Mencermati judul tulisan ini, ada dua hal prinsip yaitu: (1) Aku Pancasila; (2) Aku cinta NKRI (Negara Kesatuan Republik Indonesia). dalam hal aku Pancasila dapat diartikan sebagai aku cinta Pancasila. Pelajaran tentang aku cinta Pancasila ini sudah diajarkan sejak kita masih kanak-kanak. Namun, apakah sampai dengan kini benar-benar kita masing-masing dapat mengimplementasikan nilai-nilai Pancasila itu ke dalam diri kita? Sangat disayangkan apabila kalimat indah 'Aku Pancasila' itu hanya sampai di tenggorokan. Seseorang yang mengaku bahwa ia Warga Negara Indonesia (WNI) dan meyakini bahwa Pancasila adalah satu-satunya dasar negara yang sah dan diakui kehandalannya oleh seluruh masyarakat Indonesia harusnya dapat menjiwai nilai-nilai Pancasila itu.
      Butir-butir kata yang  sarat makna dari Sila ke satu sampai dengan ke lima dari Pancasila itu sudah sedemikian tepat dan saling kait-mengait, cocok dijadikan falsafah hidup bangsa Indonesia.
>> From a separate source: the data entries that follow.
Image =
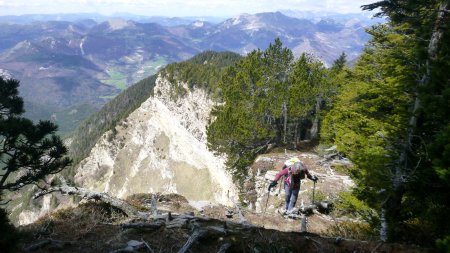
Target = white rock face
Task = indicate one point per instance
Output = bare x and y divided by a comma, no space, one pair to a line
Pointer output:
160,147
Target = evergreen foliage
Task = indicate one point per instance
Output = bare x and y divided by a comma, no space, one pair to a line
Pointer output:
28,152
201,71
391,119
87,134
267,99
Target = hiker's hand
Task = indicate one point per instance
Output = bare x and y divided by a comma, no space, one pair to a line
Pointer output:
272,184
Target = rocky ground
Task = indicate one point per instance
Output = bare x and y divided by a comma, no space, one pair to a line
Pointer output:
173,224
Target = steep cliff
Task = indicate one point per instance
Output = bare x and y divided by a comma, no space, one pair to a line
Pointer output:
160,147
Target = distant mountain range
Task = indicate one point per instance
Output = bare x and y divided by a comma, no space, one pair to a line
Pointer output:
81,62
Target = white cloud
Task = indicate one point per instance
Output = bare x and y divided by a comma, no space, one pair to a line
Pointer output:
176,7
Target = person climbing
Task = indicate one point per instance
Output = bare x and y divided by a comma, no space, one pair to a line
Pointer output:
294,170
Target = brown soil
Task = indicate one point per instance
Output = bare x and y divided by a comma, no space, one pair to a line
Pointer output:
96,227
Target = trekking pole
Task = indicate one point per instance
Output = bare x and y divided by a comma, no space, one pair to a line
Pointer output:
314,191
267,201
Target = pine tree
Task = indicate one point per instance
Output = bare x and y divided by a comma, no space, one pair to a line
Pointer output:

Semangat 'Aku Pancasila' merupakan otosugesti yang harus ada di dalam hati setiap WNI. Semakin aku mengerti lebih dalam tentang Pancasila semakin aku cinta Pancasila. Mari kita gelorakan semangat 'Aku Pancasila' kepada seluruh masyarakat Indonesia. Oleh karena itu, ada baiknya kalau kita mengenali simbol-simbol Pancasila.
- Ketuhanan Yang Maha Esa, yang dilambangkan dengan gambar bintang berwarna kuning emas di atas dasar hitam, berarti memuat pengakuan eksplisit akan eksistensi Tuhan sebagai sumber dan pencipta universum;
- Kemanusiaan yang adil dan beradab, yang dilambangkan dengan rantai emas saling sambung, berarti setiap warga negara mempunyai hak dan kewajiban untuk mengembangkan dan meningkatkan harkat dan martabatnya sebagai manusia (sebagai generasi penerus, turun-temurun).
- Persatuan Indonesia, yang dilambangkan dengan gambar pohon beringin, mempuyai arti bahwa pohon beringin yang besar itu mampu mengayomi banyak orang di bawahnya. Salur dan akar pohon beringin yang menjalar ke pelbagai arah juga dikaitkan dengan keragaman suku bangsa yang bersatu di bawah nama Indonesia.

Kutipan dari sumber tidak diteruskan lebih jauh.